Hummina hummina... Gary Panter has created a line of limited edition products for Pharmacy Boardshop with artwork on the theme of the Federal Reserve Bank, including this amazing skate deck, t-shirts and socks — SOCKS! — being released November 25. Passed along by our art director emeritus Jacob Covey, who found it via Dangerous Minds.

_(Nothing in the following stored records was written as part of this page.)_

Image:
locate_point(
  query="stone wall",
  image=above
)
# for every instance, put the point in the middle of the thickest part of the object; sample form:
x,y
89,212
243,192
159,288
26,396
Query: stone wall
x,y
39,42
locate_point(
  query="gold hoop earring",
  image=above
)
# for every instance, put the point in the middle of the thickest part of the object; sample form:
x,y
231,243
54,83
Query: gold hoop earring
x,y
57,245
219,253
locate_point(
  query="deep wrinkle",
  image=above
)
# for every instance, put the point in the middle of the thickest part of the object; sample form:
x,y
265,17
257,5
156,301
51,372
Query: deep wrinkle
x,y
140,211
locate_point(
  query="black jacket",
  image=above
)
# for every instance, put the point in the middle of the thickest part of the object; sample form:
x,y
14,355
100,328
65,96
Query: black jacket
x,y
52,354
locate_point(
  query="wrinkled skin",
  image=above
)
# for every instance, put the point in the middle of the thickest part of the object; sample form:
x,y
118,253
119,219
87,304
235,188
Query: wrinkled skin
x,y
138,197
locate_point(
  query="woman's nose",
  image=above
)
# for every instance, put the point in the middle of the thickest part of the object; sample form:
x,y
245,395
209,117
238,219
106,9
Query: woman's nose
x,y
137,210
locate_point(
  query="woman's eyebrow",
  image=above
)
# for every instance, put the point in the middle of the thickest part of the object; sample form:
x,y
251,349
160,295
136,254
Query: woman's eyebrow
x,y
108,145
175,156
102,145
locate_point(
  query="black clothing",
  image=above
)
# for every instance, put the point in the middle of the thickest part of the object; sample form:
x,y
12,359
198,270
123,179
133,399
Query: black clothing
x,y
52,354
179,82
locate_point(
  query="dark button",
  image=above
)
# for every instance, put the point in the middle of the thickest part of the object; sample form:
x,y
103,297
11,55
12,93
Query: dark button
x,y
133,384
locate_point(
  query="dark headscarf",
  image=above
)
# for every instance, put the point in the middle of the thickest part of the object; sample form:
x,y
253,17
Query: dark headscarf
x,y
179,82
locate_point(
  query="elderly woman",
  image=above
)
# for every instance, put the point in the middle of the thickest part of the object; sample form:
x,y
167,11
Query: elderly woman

• Review: "With [Mark Twain's Autobiography 1910-2010] and the seventh issue of his Thrizzle series, Kupperman takes back the crown of Funniest Cartoonist Alive... Whatever direction he moves in, there is a consistent level of dizzying joy to be found in Kupperman’s work, a kind of humor that features dark and occasionally satirical edges but is mostly just a barrage of inspired wordplay, deadpan humor, and deceptively simple images." – Rob Clough, The Comics Journal
• Review: "...Barks truly was a master at the medium. We all have been hearing this for so long and for those who have not yet read any of his comics, this book [Walt Disney's Donald Duck: Lost in the Andes] and the rest of the upcoming series should put all those doubts to rest. Carl Barks used ducks to shine a light on the human condition and make jokes while also making commentary on us all. Despite these stories being published in 1948 and 1949, they truly stand the test of time. But what was truly amazing about his work was that it appeals to both children and adults. ★★★★★" – Nick Boisson, Comics Bulletin
• Review: "Happily, Woodring never tries to offer up his own explanations for what transpires in his stories [in The Frank Book]. The closest he gets is some vague, oblique hints in this collection's afterword, but -- like those occasions when David Lynch pretends to try to enlighten viewers about his similarly challenging movies -- Woodring's clues only lead to more questions." – Dave Wallace, Comics Bulletin
• Review: "The no-nonsense mademoiselle Blanc-Sec returns for another round or two of occult mentalism and monster-mash madness... Don’t expect it to make any sense, you clearly won’t if you read and loved Volume One of Adele’s extraordinary adventures as I did. Indeed much like, what seems an odd comparison on the face of it I’ll grant you, Umbrella Academy you just have to enjoy the ever mounting sense of the ridiculous jammed in page after page, which Tardi is an absolute master at." – Jonathan Rigby, Page 45
• Plug:Newsarama's Zack Smith chats with humorist John Hodgman [squee] about the current state of comics: "It’s funny – when I started writing about comics a few years ago, I discovered a lot of new things, one of them being the Glenn Ganges comics by Kevin Huizenga. I just love his work."